Become an Educated Investor
Invest in areas that you have some level of expertise in or be willing to educate yourself. You can subscribe to investment newsletters, read books on investing or attend investment seminars.
If you choose to delegate growing your wealth to a financial planner or an investment advisor, research their suggestions and their track record before signing up to do business with them. Make sure that advisors are not compensated based on the amount of money you invest with them (not commission-based.)
ALWAYS REMEMBER THIS: Nobody cares about YOUR MONEY more than you do, therefore, exercise extreme caution if you outsource managing your money to others.
Don’t Let a Small Loss Become a Huge One
You must exercise utmost discipline with your investments on the stock market because it is extremely difficult to recover your portfolio from a big loss. Here is a market portfolio loss/recovery forecast:
- If you lose 10 percent, you need an 11 percent gain to get back to ‘square one’

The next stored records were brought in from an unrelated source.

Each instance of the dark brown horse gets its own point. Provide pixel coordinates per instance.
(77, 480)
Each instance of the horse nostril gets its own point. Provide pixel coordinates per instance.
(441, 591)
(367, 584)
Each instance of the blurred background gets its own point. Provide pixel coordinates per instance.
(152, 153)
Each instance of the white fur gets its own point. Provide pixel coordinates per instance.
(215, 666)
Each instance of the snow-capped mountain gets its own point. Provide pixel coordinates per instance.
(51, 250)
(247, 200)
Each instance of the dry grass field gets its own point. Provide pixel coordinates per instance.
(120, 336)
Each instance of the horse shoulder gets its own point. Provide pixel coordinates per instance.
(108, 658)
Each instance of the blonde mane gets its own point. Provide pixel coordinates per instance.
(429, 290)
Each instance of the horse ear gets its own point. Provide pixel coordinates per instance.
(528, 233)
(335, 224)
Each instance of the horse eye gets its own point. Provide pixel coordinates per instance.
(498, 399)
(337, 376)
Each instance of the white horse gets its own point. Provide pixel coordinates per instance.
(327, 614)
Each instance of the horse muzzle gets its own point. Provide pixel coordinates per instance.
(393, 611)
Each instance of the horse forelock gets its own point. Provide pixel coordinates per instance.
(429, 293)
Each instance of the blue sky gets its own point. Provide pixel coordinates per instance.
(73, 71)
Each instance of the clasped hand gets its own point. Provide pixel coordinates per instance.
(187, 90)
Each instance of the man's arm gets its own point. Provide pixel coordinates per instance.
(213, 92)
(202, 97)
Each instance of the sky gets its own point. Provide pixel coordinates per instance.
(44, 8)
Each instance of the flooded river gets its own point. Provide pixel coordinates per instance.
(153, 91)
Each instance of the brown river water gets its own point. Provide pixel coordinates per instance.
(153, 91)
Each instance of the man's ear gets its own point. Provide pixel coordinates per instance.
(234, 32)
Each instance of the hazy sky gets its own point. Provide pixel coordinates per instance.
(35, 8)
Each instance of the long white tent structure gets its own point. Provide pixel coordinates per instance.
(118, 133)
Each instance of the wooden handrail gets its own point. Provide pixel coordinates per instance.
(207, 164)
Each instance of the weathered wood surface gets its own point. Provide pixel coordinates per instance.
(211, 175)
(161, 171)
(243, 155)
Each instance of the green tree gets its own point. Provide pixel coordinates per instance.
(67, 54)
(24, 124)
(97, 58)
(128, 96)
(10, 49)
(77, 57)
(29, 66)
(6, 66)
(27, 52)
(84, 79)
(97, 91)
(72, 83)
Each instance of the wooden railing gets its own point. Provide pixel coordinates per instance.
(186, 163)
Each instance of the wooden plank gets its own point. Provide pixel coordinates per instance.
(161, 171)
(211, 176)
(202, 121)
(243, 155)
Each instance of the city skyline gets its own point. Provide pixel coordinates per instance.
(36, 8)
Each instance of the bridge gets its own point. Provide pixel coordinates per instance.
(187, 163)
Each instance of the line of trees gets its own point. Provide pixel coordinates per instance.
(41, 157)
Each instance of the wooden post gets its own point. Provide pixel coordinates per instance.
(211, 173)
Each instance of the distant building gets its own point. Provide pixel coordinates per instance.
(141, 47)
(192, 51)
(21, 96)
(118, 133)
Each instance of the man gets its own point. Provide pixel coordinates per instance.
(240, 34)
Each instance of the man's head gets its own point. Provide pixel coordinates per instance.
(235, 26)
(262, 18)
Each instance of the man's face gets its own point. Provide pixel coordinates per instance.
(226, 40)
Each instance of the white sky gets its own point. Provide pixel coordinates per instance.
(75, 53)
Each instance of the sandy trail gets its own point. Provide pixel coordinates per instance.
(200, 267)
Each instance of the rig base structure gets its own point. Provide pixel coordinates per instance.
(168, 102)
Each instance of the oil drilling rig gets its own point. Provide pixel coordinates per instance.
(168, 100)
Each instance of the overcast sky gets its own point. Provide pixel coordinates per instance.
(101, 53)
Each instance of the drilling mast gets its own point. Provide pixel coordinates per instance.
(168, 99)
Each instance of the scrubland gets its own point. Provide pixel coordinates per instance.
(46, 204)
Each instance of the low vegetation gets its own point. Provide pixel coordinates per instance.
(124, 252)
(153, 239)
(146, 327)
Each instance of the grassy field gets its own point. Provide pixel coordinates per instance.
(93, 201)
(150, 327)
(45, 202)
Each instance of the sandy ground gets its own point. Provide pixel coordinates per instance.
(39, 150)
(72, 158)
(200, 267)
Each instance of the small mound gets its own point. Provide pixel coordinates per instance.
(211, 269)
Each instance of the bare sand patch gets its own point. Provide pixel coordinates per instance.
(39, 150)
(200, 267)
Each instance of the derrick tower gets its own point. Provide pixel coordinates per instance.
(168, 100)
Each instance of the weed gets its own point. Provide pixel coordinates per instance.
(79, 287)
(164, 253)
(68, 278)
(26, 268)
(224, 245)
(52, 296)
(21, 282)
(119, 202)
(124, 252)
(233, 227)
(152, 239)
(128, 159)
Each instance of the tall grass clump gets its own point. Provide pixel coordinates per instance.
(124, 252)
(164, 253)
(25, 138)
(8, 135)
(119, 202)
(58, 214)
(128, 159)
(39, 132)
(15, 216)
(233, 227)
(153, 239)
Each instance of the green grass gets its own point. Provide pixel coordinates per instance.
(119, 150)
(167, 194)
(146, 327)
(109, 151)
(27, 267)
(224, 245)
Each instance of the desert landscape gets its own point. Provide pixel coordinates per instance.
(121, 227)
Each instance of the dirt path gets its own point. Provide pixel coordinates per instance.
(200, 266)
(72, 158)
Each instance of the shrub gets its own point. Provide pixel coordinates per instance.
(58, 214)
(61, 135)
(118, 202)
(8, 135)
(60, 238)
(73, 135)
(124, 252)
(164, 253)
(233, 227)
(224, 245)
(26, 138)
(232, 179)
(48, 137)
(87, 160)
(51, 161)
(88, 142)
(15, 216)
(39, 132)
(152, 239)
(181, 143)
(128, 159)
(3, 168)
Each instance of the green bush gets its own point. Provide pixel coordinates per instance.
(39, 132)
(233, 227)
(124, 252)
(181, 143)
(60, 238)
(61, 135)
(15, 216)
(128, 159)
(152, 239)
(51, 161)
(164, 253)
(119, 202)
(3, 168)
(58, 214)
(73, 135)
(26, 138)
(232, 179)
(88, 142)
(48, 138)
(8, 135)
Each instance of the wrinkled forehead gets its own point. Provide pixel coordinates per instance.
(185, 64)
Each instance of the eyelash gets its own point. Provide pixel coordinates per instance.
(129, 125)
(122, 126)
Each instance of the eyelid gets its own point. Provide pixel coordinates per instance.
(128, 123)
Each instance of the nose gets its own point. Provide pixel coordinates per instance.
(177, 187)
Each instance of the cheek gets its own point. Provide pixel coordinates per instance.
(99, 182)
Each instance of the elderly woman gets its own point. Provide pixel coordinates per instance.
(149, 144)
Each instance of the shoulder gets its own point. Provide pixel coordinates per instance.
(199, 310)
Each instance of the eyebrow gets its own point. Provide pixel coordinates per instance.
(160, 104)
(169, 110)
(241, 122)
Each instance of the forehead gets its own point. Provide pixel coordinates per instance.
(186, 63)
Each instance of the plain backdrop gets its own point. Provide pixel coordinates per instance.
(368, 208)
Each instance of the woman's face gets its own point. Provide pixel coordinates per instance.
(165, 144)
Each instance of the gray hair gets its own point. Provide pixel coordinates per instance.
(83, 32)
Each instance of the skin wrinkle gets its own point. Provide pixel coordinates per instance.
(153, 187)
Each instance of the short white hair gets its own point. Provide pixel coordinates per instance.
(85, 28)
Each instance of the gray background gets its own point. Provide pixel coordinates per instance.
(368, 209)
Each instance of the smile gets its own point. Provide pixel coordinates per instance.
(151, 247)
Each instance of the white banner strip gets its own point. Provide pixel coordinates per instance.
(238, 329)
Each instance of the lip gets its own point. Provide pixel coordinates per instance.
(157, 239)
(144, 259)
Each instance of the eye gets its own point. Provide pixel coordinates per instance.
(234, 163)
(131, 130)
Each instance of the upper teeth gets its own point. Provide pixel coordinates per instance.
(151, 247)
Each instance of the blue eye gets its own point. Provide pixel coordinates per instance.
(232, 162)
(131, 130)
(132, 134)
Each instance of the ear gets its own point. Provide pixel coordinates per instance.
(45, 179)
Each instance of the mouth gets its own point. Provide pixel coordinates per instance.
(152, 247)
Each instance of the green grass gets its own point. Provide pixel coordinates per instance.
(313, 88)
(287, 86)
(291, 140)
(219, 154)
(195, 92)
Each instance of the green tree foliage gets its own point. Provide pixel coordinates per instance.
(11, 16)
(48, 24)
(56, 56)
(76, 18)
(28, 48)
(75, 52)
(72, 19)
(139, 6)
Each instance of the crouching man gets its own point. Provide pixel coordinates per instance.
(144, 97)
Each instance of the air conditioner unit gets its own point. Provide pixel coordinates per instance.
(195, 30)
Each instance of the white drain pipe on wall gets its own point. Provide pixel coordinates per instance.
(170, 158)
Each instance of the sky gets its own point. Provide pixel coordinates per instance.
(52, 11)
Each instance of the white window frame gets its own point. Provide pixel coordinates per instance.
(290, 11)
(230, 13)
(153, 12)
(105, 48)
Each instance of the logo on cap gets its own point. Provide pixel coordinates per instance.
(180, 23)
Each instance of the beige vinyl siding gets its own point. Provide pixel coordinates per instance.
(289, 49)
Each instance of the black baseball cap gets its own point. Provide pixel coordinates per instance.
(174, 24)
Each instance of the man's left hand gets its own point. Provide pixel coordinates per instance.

- If you lose 50 percent, you need a 100 percent gain just to get you back to where you started
You may think it’s very unlikely to lose so much on the stock market…and I say it is highly probable and, in fact, happens all the time. Unfortunately, inexperienced investors get frozen when they experience high losses of value and do nothing with the hope to at least recover their losses. Most of the time, this waiting strategy leads to an even more desperate situation. You don’t want this to happen to you!
Experienced investors know that both, the buy and sell decisions are equally important. However, most individual investors are consumed only by decisions about what and when to buy and almost never think about when to sell. Lack of an exit strategy leaves a big gap in successful investing and often leads to losing money on even initially good investments.
You can set a mental sell stop for your investment and execute it when your position hits this price or enter it explicitly on your brokerage account as a stop limit or a trailing stop. The latter allows your investment to rise but activates a sell order if the position falls by a pre-set amount or percentage. This discipline is yet another form of risk management.
As John Maynard Keynes famously noted: “The market can stay irrational longer than you can stay solvent.” I suggest that you use limit stops or, better yet, 15 to 25 percent trailing stops on ALL your portfolio positions and apply these stops as soon as you execute your buy order. This will limit your losses and preserve your capital, which is the most important thing in investment.
Cool Attitude Factor
It is quite common for novice investors to get emotionally attached to a particular investment and get completely frozen and desperate when a promising investment starts melting away. That is why a cool attitude factor—your temperament—is so essential for successful investing. A high level of stress associated with investments is a sign of an amateur or a greedy attitude.
A poor investor has a “how much can I make on this and how fast?” attitude. A good investor contemplates what needs to be done to minimize losses to pre-set minimums in case the promise of a particular investment doesn’t actualize/materialize. Having a disciplined and rational approach instead of a greedy and emotional one with all your investments is absolutely essential to achieving success in investing.
Many times it is smarter to do nothing. Often, just a few wise decisions over time add up to great wealth. Of course, you have to know when to act and with how much.